TÜRK toplumu terörün "intihar yoluyla toplu imha" çeşidine alışık değil.
Temenni edelim, alışacak kadar teşebbüsle karşılaşılmasın.
Ama şu da bilinmeli, vatandaşlar olarak biz terör karşısında yekvücut olursak sonuçta terörün kazanması imkansız olacaktır.
Eğer, terörün amacı, şiddet yoluyla korku salmak, bu yolla toplumu baskı altına almak, yönetimlerin siyasi kararlarını etkilemekse, Türk halkı buna geçit vermeyecektir.
Faaliyetlerinin propagandasını yapmak, başarı saydığı cinayetlerini geniş kitlelere duyurmak terör örgütü için çok önemli olabilir. Bunun için bildiriler yayımlayıp bunların duyurulmasını da arzulayabilir. Ama terör Türkiye'de bu ortamı da bulamayacaktır.
Terörle mücadelenin demokratik alanda daraltma gerektireceğini sananlarsa yanılıyorlar.
Bu, zaten demokrasiden vazgeçilmesini hedefleyen teröre hizmet anlamına geleceği için yanlış olacaktır.
***
BU arada medyaya da önemli görevler düşüyor. Toplumda ortak duyarlılığı harekete geçirmek herkesten, her kurumdan önce medyanın başarabileceği bir faaliyet olarak görünüyor.
Terörden etkilenme ve güvenlik psikolojik bir durumdur. Bu psikolojinin bozulmasına engel olmak da gerekiyor.
***
MEDYADAN otokontrolün ötesini beklemek "fısıltı gazetesi"nin tirajının artması demektir. Bu durumda halkın gerçekleri öğrenme hakkı da yara alacaktır. Bu, teröre karşı bilinçlenmeyi ve halkın kenetlenmesini de zaafiyete uğratacaktır.
***
TERÖR sınırları aşıyor. Tüm insanlığı tehdit ediyor. Özellikle "Batı bunu görüp Türkiye'ye yardımcı olmalı" derken bir de bakıyorsunuz İngiltere şoke ediyor. Londra, "Türkiye'de yeni terör saldırıları olacağını" dünyaya duyuruyor. ABD, "Türkiye'ye gitmeyin" diyor. UEFA, Türkiye'yi tehlikeli bölge ilan ediyor.
Bunlar Türkiye'ye yardım değil, Türkiye'ye Batı kaynaklı sabotajdır. Terörün amacına hizmettir. Teröre dolaylı destektir.
Hipnoz uzmanı Psikiyatrist
Dr.
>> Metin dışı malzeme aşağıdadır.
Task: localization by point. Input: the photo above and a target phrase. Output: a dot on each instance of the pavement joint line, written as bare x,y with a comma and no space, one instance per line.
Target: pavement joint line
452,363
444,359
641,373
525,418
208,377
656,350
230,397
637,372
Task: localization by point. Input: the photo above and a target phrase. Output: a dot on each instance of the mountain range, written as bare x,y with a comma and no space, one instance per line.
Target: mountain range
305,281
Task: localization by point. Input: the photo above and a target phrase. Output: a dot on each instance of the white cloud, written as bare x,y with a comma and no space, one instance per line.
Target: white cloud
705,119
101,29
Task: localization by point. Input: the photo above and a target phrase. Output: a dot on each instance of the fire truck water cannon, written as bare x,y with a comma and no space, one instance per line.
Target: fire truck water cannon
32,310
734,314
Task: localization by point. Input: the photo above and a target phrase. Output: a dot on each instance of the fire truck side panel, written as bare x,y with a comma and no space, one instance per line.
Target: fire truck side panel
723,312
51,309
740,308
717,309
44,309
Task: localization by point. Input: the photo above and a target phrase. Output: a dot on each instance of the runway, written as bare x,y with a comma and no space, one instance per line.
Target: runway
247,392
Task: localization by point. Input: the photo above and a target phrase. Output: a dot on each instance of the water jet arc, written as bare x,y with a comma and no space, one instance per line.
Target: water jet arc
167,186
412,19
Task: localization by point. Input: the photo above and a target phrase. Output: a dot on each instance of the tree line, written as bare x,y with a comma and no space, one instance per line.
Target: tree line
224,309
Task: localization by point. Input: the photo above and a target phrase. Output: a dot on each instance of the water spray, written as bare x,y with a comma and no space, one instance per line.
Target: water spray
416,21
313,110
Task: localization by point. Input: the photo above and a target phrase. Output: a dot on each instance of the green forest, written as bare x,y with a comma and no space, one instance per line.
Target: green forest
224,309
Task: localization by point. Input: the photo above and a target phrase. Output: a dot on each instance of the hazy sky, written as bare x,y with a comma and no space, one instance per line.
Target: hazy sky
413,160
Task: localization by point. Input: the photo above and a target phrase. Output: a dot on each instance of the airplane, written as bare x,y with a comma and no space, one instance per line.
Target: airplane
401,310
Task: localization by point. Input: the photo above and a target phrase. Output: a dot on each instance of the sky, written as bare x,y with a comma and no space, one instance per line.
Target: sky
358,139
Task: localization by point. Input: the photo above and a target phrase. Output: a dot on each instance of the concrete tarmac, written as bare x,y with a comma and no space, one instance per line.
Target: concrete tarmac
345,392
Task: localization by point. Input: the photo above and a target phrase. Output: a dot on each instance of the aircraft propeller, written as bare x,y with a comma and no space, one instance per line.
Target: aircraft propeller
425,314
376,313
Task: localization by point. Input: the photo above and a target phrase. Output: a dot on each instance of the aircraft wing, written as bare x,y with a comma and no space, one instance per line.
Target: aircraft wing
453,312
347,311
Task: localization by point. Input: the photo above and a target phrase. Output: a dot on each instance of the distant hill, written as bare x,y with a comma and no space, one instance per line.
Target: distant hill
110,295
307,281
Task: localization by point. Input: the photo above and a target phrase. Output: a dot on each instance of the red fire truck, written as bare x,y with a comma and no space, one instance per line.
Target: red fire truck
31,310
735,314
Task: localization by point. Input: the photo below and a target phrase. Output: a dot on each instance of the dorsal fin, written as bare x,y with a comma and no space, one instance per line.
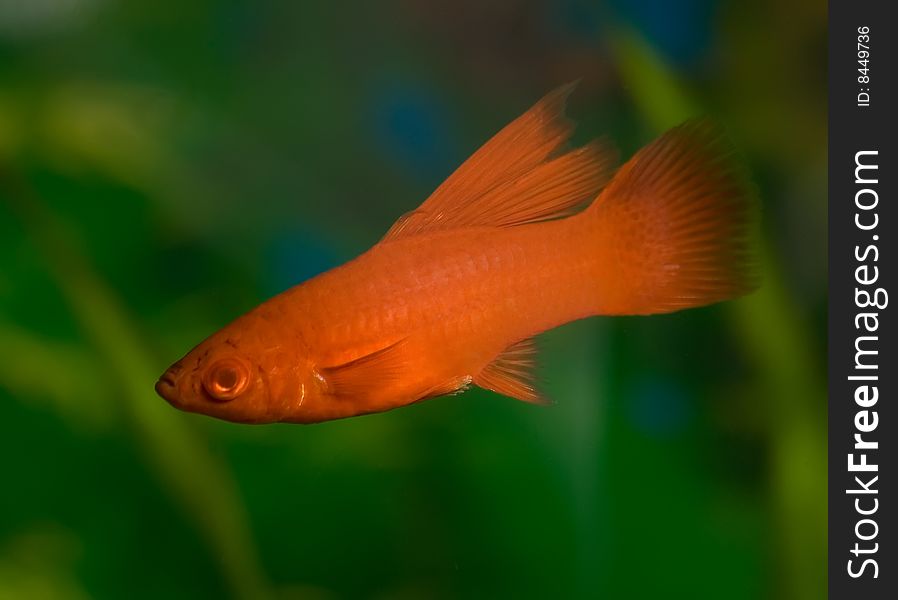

Tahir Özakkaş, "Son terör dehşetiyle ilgili faillerin ve olayla ilgili detayların hipnoz yolu ile öğrenilebileceğini" söylüyor.
Desenize bir süre sonra dünyada ne polis, ne savcı,
ne de istihbarat örgütü kalacak!..
Gürcistan'da muhalifler önce sokağa, sonra iktidara hakim olurken Şevardnadze yandaşları susup oturmayı tercih etti. Yani sessiz çoğunluk sesli azınlığa boyun eğdi.
Türkiye de benzer bir durum yaşamıştı. DP lideri Adnan Menderes'e Londra uçak kazasından sonra yurda dönüşünde yapılan sevgi gösterilerini gözünüzde canlandırın. DP'nin devamı partinin 27 Mayıs'tan sonra aldığı yüksek oyu da anımsayın. Sonra da Menderes'in idamı sırasında o sessiz çoğunluğun nasıl ortada görünmediğini hatırlayın.
Sessiz çoğunluğa güvenen siyasiler, kritik bir anda sesli azınlığa mağlup oluyorlar.
Türkiye'ye Irak yasaklandı. Ankara'nın kırmızı çizgileri silindi, Barzani ile Talabani'ninkiler çizildi.
ABD Dışişleri eski Bakan Yardımcısı Holbrooke geçenlerde, "Ankara Irak'a asker yollamak istiyorsa, onu unutsun, askerini Afganistan'a yollasın" diyordu.
Münasebetsiz gibi görülen bu sözden çok kısa bir süre sonra, Hikmet Çetin'in, "NATO'nun Afganistan temsilciliği"ne atanması sürprizi ile karşılaşıldı.
Hikmet Çetin de önceki gün "zannediyorum Afganistan'daki Türk askeri sayısı artırılacak" açıklamasında bulundu.
Ankara, en yaşamsal konularda bile emrivakilerle karşı karşıya bırakılıyor. Oysa Türkiye'nin çıkarı Afganistan'da değil Irak'ta. Hükümet bu bilinçle hareket etmeli.
'Ben Evleniyorum' bitti. "Kötü örnek emsal olmaz", zoraki eşleşme modeli de inşallah tutmaz. İnsanların, oltanın ucundaki yeme koşan balıklar gibi, ödüllere koştukları evlenme yarışmalarına da meydan kalmaz.
İki gün önce sevgi seline boğulan Tanju'nun yerine, iki gün sonra aynı sevgi seli ile eşliğe Atila'nın seçilmesini inandırıcı bulmak mümkün mü? Aşk bu kadar ucuz mu?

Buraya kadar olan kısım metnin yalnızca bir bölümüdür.